My Teaching This Week

26 11 2009

On Monday, I spoke to the students in my pre-Confederation Canadian history survey course about the impact of the Civil War on British North America. I spoke about the Underground Railroad, Abolitionism, anti-Americanism, Canadians who fought on both sides in the Civil War, the Trent Crisis, Confederate raiders who operated from Canada, Reciprocity, Jefferson Davis, and the Fenian Raids. I tried to explain why so many decent people in British North America were sympathetic to the southern cause in the Civil War. I made it clear that they did not approve of slavery, but merely felt that British North America’s interests would be advanced by the division of the United States into two or more sovereign entities. Canadians in the 1860s were anti-Yankee rather than pro-Southern.
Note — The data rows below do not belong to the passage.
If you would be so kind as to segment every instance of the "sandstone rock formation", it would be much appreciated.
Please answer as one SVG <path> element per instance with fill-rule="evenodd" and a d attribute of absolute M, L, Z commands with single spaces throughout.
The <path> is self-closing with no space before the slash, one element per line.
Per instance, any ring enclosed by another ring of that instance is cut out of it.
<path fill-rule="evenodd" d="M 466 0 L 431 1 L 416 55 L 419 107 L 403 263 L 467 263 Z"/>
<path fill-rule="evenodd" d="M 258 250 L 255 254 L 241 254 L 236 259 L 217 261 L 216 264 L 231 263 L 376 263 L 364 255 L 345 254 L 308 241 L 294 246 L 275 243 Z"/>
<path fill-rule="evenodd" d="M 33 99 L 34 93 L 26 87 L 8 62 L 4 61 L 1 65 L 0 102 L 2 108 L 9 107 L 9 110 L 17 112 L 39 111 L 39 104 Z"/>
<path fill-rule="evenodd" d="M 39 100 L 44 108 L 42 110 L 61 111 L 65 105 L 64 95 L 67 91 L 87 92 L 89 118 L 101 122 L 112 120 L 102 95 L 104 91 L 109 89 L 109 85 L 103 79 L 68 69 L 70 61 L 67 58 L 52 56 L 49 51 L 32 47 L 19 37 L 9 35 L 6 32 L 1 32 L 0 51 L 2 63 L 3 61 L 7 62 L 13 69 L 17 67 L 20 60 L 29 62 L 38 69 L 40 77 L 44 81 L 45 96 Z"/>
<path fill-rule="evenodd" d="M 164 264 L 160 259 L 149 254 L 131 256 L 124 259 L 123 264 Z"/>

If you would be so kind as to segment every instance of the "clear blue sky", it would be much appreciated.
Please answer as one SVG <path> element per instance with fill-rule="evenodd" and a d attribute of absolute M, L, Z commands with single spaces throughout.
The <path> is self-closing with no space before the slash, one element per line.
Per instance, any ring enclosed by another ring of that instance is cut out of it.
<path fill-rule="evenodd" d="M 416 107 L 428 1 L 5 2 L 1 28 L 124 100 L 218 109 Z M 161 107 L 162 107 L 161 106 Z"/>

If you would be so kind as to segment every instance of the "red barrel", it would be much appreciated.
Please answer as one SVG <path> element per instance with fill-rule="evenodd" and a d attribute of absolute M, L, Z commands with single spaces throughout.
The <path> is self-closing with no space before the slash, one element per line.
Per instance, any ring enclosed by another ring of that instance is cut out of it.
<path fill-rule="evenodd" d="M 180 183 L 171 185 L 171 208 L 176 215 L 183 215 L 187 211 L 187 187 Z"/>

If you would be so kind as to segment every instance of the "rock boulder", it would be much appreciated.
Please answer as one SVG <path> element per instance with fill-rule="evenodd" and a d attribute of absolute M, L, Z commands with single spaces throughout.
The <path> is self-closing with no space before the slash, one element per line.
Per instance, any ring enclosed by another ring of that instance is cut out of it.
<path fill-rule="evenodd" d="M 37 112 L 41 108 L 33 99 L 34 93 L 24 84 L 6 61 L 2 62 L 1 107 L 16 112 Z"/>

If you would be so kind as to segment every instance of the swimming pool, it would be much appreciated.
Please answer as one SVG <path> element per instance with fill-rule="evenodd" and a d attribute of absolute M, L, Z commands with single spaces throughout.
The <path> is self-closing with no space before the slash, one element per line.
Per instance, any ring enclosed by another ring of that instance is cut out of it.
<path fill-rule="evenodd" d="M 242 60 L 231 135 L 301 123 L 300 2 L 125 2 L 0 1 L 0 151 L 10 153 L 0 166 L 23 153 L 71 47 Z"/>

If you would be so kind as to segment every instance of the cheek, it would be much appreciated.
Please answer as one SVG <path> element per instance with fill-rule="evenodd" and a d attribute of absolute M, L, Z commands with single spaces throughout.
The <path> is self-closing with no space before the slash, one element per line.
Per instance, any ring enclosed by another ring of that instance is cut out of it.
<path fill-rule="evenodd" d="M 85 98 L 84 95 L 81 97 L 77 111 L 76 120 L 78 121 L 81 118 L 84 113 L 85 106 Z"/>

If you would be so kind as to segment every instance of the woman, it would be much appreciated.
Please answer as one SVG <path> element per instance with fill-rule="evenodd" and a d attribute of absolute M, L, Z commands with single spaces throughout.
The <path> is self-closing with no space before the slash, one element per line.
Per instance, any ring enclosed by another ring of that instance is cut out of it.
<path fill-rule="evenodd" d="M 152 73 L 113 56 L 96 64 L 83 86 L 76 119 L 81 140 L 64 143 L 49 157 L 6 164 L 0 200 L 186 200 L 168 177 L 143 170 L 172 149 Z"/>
I stressed to the students that the paramount goal of President Lincoln and most Republicans was the preservation of the union, not the extinction of slavery. I also noted that anti-Black racism was very common in the northern states and that some Northerners wanted to free the slaves and then deport all Blacks! These are important facts for the students to know if they are to evaluate the actions of Canadians during and after the Civil War. The lecture also discussed Anglo-American relations from 1860 to the Treaty of Washington. The Civil War lecture allowed me to show some real cool photographs to my students. Thank god for PowerPoint!

Confederate Dead, Chancellorsville, Virginia 1863

On Wednesday, I spoke about Canadian Confederation, providing students with a detailed, blow-by-blow account of the conferences, elections, and personalities of the period between 1864 and 1867. I spoke about the Charlottetown Conference, the Quebec Conference, and the London Conference, as well as Macdonald, Brown, Cartier, Tilley, Tupper and, of course, Joseph Howe.

In the lecture, I adopted an anti-Confederation posture as a way of being the devil’s advocate. In arguing against Confederation and expressing support for the position of Joseph Howe, I was trying to get the students to think critically the celebratory narratives of Confederation developed by historians based in Ontario universities. I showed that many people in French Canada, the West, and the Maritimes were opposed to Macdonald’s centralizing vision for British North America. I also hammered home the point that Confederation in 1867 did not make Canada independent of Great Britain. I went on a little digression about the 1931 statute of Westminster. I think that I made it clear that any student who wrote that “Canada became an independent country in 1867” on the final exam would be summarily executed!

At the end of the class, I returned marked essays to the students. These essays were on the journals of Pehr Kalm, a Swedish-Finnish scientist who visited Montreal as part of an extensive tour of North America. Kalm kept a diary or journal during this tour. This diary was published in Stockholm in the 1750s and read by Swedes curious about conditions in North America. An English translation of Kalm’s journals was published in London in 1770. In 2002, the 1770 edition of Kalm’s journal was digitized by the staff of the Wisconsin Historical Society. My students read the sections of the journal related to his visit to Montreal. I asked the students to assess whether Kalm’s journal is an unbiased source of information on life in 18th century North America. Most of the students were able to detect that Kalm had an anti-English bias and that his comments on New France thus have to be taken with a pinch big scoop of salt. My students appear to have enjoyed the challenge of reading an 18th century primary source.

In my fourth-year seminar on Confederation, the focus was on aboriginal history. Our readings were on Duncan Campbell Scott, “Indian Affairs, 1840-1867” in vol. 5 of Canada and Its Provinces; Barry M. Gough, Gunboat Frontier : British Maritime Authority and Northwest Coast Indians, 1846-90 (Vancouver : University of British Columbia Press, 1984), 1-24; Sidney L. Haring, “The Common Law is Not Part Savage and Part Civilized: Chief Justice John Beverley Robinson and Native Rights” in White Man’s Law : native people in nineteenth-century Canadian jurisprudence (Toronto : Published for the Osgoode Society for Canadian Legal History by University of Toronto Press, 1998), pp.62-90. The students liked the reading by Gough, but I think that the one by Haring was a bit too complex, even for students in an honours seminar. We also listened to student presentation on the lives of Joseph Brant Clench, a 19th century Indian Agent, and Jean-Baptiste Assiginack, a First Nations leader.

On Thursday, I met my graduate student to discuss her research on the fur trading post at La Cloche. She has found excellent material in the microfilmed records of the post.